Being in an intergenerational space changed the way Anthony understood the queer community. “I’ve learned so many things just talking to people from different generations, asking them things about their lives,” he reflected. “People come in and tell me how they met here, how they fell in love, how the door used to be that way,” he said, gesturing towards the far corner of the bar.
Older patrons’ memories of how the AIDS crisis affected Partners have a particular resonance for Anthony. “This place was full—and then, gone,” he recalled, snapping his fingers. The movement to create an organization to fight AIDS in New Haven began in the Partners basement. This year, that organization, AIDS Project New Haven, celebrates its thirty-fifth anniversary.
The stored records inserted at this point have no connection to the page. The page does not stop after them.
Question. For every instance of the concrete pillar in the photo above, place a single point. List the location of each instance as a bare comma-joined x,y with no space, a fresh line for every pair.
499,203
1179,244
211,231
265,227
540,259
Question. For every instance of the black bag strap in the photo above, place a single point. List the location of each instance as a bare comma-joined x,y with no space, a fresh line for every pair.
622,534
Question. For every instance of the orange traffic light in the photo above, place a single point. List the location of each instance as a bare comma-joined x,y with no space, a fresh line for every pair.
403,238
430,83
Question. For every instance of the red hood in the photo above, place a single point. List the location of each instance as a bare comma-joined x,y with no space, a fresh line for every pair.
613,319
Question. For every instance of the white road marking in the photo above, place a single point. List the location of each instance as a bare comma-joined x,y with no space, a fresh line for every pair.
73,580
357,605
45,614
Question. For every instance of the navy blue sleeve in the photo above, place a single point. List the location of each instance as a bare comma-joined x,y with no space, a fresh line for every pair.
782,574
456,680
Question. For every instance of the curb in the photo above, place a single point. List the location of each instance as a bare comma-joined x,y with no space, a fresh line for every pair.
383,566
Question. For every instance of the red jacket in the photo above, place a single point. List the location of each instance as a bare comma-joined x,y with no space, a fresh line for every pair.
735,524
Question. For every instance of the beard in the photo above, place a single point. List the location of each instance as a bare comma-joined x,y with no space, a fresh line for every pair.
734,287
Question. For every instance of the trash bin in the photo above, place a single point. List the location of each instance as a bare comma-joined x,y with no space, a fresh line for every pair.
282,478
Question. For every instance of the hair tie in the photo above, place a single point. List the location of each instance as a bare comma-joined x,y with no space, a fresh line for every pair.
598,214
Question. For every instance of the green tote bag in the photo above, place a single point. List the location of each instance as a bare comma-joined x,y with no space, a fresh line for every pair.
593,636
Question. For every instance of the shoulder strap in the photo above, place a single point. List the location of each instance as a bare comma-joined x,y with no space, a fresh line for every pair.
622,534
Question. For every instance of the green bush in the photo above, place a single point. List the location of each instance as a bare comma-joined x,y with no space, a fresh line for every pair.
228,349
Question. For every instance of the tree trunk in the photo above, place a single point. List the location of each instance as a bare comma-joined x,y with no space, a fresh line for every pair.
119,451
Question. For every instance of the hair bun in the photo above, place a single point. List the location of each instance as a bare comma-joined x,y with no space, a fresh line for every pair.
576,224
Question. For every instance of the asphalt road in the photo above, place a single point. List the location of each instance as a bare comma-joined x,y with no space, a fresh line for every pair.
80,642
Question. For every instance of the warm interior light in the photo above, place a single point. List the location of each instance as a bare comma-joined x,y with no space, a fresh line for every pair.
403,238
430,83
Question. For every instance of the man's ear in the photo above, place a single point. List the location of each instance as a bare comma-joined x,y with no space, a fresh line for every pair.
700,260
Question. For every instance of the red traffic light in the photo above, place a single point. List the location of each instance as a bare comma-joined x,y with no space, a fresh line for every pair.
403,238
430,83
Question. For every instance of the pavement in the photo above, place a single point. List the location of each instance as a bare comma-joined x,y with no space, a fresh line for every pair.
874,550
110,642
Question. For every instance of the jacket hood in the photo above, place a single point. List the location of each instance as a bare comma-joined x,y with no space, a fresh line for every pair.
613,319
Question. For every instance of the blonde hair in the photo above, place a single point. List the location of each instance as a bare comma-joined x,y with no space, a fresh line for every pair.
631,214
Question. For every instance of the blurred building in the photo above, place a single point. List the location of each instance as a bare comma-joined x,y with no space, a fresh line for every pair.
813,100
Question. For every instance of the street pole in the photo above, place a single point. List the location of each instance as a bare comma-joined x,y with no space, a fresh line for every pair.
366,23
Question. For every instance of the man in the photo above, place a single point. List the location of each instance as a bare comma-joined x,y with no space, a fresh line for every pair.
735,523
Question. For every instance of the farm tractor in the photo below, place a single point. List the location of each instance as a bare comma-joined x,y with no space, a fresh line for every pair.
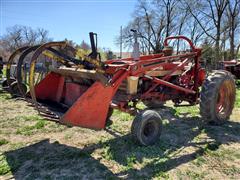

Though older patrons have memories to share, the interactions between Yale undergrads and New Haven locals are usually limited to a nod upon walking in the door. While bartending, Paul has observed that the bar’s vibes are split by the staircase and by affiliation—Yalies dancing upstairs, and New Haven residents sitting around the downstairs bar. On the first floor, Partners looks a bit like a sports bar, with too many television sets to count and a Simpsons pinball machine in one corner. Up the staircase, there’s a stage, two neon paintings of hunky men in promiscuous positions, and the space where a stripper pole once was—a memory passed down through generations of Partners lore.
On a Wednesday evening, the upstairs stage is full of undergrads affiliated with student groups or frats that have rented out the place to party away from Yale. “We’re judgement free,” Paul said. The safety that Partners provides for patrons doesn’t end with the queer community; when a Yale men’s sports team threw its formal underneath the disco ball, Paul remembered, the athletes took off their shirts and hogged the AUX as much as students from the co-op. The bartenders don’t worry about straight patronage taking away from a culture of queerness. They welcome straight customers into the space on their own queer terms.
Anthony is pleased that Partners provides a place for undergrads to feel safe much as it has for generations of New Haveners. But, he said, the dynamic is strained by some of the more entitled Yalies, who have yet to learn the practice of tipping. “It’s important for Yale to understand that New Haven local places and the people who work there are trying to make a living. They’re not a commodity of the University,” he reflected.
Anthony grinned as his first customers of the night glided in. They were a group of coworkers on a bonding night out, and it was their first time at Partners. Soon they were laughing with Anthony, trying to buy him a drink. A couple of men in their late thirties walked in later, whom he greeted together, and then each separately, asking them about their days. The conversations swelled together, filling the room. Before I left, I asked Anthony what he wanted for the bar going forward. “What I hope this place does,” he said, smiling, “is that it lasts.”
— Mara Hoplamazian is a senior in Grace Hopper College.